The Rev. John Fife, who operated an underground railroad for Central American refugees in the 1980s, concurs. "If the Border Patrol was really serious about saving lives, it would be doing far more," says Mr. Fife, who was among eight activists convicted on various immigrant-smuggling charges in 1986. "There is still militarization along the border, and the migrants are still going to flee from the Border Patrol, unless they're in desperate trouble."

Nevertheless Mr. Sharry, of the National Immigrant Forum, predicts that meetings this fall between President Bush and Mexican President Vicente Fox will result in greater safety efforts. And he sees an expansion of temporary worker visas to ease immigration tensions.
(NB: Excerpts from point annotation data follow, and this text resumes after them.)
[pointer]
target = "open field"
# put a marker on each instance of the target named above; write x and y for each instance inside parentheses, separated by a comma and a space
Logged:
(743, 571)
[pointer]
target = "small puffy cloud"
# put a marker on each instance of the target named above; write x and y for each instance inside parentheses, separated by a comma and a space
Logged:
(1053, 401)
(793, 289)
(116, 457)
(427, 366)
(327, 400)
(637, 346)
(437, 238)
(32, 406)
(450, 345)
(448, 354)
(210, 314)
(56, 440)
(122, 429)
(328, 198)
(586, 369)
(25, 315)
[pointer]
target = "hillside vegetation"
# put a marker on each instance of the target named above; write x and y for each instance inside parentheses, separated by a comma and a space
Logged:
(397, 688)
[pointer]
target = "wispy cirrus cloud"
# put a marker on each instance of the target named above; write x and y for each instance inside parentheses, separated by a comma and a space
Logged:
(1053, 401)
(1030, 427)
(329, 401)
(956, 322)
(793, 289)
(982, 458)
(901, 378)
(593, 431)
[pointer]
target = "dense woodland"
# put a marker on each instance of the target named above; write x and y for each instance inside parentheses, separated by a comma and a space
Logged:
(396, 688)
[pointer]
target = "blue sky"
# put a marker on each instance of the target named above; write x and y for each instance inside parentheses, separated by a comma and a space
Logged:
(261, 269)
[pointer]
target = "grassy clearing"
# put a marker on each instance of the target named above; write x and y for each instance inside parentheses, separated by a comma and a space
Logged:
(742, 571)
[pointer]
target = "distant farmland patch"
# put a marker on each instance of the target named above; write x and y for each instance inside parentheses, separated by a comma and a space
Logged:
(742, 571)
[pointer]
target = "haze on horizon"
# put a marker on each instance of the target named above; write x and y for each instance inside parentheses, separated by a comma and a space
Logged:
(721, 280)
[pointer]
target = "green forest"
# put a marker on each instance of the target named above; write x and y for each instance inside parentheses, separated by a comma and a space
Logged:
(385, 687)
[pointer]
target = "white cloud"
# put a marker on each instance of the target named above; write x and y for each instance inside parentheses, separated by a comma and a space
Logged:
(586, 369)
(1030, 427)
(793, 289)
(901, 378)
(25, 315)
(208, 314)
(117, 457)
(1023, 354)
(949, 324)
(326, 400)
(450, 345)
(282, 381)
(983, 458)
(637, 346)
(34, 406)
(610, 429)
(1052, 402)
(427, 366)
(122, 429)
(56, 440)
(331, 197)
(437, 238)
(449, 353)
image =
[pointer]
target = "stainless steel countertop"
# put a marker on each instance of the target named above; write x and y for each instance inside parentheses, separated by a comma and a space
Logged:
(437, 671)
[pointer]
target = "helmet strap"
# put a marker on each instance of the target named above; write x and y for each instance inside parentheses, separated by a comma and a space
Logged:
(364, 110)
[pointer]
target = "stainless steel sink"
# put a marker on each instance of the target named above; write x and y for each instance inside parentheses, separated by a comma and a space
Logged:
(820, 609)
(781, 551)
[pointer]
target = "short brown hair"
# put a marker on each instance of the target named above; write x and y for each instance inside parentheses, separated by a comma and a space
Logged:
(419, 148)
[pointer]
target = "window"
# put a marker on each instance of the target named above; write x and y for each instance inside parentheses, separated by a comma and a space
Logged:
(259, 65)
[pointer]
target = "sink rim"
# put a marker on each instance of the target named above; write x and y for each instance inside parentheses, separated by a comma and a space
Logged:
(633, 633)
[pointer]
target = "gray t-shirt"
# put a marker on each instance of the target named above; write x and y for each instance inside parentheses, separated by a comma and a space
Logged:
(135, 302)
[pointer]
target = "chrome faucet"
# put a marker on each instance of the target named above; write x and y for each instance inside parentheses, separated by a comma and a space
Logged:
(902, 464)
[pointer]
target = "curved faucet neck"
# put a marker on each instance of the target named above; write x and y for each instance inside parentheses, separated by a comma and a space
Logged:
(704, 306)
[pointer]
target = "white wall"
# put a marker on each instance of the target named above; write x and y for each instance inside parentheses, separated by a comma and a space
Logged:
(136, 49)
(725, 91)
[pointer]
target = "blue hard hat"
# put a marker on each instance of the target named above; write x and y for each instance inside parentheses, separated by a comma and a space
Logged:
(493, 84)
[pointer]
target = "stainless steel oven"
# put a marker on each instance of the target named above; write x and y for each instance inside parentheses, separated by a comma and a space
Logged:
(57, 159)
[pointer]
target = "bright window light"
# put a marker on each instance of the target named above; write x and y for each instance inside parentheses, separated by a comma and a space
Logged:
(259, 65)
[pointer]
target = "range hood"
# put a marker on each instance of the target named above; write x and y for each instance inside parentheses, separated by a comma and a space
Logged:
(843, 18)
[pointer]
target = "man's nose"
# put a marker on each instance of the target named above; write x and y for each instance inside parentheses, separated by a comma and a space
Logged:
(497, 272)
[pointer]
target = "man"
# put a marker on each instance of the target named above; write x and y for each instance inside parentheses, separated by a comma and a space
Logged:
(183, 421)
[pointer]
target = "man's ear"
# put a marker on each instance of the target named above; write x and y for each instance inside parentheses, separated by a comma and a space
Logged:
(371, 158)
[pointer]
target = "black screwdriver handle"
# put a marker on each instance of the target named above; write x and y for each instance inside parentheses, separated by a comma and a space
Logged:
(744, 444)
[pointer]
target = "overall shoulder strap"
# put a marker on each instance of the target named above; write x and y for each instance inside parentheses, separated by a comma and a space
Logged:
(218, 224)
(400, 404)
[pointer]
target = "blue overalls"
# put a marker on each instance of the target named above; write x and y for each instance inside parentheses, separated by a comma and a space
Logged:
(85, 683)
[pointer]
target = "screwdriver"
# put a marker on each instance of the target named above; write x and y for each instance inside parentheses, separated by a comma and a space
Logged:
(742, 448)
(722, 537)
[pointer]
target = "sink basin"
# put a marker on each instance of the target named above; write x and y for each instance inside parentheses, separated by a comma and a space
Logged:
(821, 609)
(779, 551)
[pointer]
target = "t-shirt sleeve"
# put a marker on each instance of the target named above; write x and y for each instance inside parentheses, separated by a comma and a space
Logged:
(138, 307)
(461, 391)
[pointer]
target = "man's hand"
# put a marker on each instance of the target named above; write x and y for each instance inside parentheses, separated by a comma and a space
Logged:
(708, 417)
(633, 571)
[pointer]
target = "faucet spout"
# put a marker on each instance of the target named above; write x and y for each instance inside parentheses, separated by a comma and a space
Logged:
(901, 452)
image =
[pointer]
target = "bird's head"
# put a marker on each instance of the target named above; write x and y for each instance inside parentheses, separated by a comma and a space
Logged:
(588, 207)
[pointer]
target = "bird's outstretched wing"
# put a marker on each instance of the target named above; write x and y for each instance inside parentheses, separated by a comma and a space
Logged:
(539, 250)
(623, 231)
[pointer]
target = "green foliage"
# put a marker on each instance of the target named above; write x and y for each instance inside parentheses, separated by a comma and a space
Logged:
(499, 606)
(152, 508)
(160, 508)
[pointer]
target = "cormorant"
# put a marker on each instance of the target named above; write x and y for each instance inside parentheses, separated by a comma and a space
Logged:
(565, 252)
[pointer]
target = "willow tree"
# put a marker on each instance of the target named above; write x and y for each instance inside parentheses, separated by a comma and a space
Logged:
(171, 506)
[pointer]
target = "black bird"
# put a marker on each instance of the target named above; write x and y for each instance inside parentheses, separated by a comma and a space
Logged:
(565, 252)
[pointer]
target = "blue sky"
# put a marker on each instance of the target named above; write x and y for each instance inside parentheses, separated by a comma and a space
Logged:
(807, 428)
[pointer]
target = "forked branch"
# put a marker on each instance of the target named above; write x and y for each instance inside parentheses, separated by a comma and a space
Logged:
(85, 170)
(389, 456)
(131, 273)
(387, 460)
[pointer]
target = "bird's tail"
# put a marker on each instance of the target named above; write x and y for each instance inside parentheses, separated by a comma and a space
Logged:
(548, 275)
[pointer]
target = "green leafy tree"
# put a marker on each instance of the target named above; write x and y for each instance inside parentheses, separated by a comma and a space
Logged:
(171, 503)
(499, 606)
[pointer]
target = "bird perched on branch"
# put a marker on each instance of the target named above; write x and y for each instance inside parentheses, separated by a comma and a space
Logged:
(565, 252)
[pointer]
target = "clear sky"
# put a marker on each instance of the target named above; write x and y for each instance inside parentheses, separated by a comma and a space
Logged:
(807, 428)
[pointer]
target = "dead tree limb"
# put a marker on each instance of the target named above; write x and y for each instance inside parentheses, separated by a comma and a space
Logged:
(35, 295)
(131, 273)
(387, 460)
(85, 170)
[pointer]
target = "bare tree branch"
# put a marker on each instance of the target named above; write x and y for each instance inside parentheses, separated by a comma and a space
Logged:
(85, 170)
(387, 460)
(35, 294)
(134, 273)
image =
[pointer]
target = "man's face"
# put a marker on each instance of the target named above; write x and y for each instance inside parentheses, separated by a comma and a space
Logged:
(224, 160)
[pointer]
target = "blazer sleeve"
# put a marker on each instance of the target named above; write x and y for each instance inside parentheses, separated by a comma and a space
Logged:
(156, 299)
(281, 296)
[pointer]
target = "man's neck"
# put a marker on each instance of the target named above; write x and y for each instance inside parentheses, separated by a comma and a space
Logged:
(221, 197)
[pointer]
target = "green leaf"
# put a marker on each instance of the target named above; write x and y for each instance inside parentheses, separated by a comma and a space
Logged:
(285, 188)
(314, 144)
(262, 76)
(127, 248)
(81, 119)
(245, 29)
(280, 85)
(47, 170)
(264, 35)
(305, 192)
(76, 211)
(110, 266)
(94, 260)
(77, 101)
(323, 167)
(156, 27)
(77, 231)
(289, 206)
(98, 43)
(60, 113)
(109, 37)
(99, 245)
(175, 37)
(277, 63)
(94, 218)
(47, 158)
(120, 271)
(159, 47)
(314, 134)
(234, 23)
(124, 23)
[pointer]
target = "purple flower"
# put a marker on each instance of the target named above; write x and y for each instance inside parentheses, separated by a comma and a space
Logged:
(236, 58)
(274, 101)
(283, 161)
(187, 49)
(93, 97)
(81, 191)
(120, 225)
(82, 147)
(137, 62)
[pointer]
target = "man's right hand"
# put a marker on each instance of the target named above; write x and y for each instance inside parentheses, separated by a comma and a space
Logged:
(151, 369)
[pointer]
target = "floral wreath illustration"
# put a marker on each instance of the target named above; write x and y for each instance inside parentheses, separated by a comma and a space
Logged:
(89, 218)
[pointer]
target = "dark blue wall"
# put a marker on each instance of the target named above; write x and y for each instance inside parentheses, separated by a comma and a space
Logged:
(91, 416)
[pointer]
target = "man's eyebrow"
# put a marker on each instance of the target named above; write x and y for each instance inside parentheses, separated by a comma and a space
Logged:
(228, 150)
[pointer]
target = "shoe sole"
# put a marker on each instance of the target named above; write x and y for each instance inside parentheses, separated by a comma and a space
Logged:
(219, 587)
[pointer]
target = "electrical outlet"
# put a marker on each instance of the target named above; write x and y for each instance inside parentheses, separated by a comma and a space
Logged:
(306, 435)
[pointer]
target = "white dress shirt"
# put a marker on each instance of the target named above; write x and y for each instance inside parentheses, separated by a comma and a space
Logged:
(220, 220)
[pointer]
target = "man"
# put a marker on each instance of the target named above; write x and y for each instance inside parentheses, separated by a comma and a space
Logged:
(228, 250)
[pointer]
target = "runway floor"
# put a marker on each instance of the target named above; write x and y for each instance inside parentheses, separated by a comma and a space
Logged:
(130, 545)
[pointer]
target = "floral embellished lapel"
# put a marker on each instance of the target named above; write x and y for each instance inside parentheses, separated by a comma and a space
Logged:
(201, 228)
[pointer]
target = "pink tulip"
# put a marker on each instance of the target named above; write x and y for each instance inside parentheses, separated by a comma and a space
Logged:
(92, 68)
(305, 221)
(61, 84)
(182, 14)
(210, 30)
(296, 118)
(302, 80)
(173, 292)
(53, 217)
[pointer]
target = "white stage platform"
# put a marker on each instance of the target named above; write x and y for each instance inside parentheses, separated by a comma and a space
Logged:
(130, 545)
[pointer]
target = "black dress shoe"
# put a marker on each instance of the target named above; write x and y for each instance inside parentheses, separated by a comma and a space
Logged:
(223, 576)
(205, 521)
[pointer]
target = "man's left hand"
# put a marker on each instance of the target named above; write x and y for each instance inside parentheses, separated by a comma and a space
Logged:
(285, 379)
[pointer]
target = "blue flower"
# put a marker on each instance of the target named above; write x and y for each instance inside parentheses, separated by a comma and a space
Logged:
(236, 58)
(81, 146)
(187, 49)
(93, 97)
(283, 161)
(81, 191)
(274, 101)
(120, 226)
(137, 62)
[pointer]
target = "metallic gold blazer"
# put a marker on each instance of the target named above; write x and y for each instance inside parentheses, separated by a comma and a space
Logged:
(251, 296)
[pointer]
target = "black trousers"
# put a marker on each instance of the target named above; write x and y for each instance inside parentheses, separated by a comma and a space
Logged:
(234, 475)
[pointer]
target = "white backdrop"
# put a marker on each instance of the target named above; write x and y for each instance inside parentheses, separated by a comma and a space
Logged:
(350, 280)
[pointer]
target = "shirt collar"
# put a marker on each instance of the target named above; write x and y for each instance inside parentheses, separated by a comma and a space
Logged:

President Bush is reportedly considering a guest-worker plan similar to the Bracero Program, which allowed Mexican laborers to travel north from the 1940s through the 1960s.

At the same time, the Bush administration continues a border law-enforcement buildup begun under the 1996 Illegal Immigration Reform and Immigrant Responsibility Act. That law required the Border Patrol to recruit new 1,000 new agents annually through this year. Though hirings have not kept pace with that mandate, the White House proposes funding an additional 1,140 agents over the next two years.

But policy negotiations seem very far away from this hot desert clearing where four illegal immigrants hover. Three of them, who are relatively healthy, are taken into custody. Agent Newman attends to the fourth, pouring ice over him before a helicopter roars him off in a cloud of tawny dust to a Tucson hospital.

"When you have both heat and humidity, it's the worst of two worlds for these guys," Newman says, putting his gear away. "We always hope we can just get to them while they're still alive. That's what our job is about."